1 medium yellow onion, peeled and sliced

1 red pepper, trimmed and finely diced

¼ c parsley, trimmed and finely chopped

1 clove of garlic, finely chopped or pressed

1 lb small new potatoes, washed and left whole

2 tbsp olive oil

1 tbsp butter

salt and pepper

1. Steam potatoes on steamer rack set over boiling water until tender to a knife, 20-30 minutes depending on the size of the potatoes. Remove from heat once and allow to cool. Once cooled, halve potatoes, place in large mixing bowl and set aside.

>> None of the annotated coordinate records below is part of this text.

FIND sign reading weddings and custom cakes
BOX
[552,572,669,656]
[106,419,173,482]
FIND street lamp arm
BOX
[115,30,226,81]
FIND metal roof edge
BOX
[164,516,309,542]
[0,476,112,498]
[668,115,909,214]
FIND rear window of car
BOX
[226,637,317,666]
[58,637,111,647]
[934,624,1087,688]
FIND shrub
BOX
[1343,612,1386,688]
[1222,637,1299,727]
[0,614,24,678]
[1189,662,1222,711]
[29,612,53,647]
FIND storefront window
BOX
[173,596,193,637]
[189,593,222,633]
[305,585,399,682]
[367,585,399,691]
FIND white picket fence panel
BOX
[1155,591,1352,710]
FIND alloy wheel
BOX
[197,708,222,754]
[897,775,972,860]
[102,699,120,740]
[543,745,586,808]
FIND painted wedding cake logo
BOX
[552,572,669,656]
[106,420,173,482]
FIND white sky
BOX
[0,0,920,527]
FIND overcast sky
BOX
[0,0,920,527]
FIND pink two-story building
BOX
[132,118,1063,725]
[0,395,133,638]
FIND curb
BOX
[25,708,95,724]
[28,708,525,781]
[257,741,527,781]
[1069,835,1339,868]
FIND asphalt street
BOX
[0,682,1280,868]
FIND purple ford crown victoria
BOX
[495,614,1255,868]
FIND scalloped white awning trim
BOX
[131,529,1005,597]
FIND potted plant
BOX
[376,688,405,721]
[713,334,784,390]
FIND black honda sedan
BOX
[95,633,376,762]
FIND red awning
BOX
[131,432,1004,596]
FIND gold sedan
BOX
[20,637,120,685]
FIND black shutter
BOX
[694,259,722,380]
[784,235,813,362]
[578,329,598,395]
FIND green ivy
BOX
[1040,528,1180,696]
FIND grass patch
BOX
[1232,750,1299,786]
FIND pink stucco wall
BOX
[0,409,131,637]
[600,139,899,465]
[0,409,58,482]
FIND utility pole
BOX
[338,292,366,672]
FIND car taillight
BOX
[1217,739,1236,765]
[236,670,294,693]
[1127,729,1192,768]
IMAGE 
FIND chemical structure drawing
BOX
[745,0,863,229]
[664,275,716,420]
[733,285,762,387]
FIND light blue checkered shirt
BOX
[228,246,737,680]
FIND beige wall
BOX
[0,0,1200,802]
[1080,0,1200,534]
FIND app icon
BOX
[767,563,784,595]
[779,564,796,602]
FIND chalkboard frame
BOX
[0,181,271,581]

2. Meanwhile, heat 2 tbsp olive oil over medium heat in a medium skillet, add onion, and cook, stirring often until caramelized to a deep golden brown, 15-20 minutes. Remove from heat and add to the potatoes.

3. Bring a medium pot of water to a boil. Add broccoli and blanch until brilliant green and slightly tender, 1-2 minutes. Remove from heat, strain and place broccoli under cold running water to stop the cooking process. Once cooled, place broccoli in a clean dishtowel, dry gently and add to potatoes and onions.

4. Melt 1 tbsp butter over medium heat in a medium skillet. Once the butter is melted, add red pepper and sauté for about one minute. Remove skillet from heat, add parsley and garlic, stir to combine and allow to cook for another minute.

5. Gently combine all ingredients in the large mixing bowl. Season to taste with salt and pepper. Serve warm, room temperature or chilled depending on preference.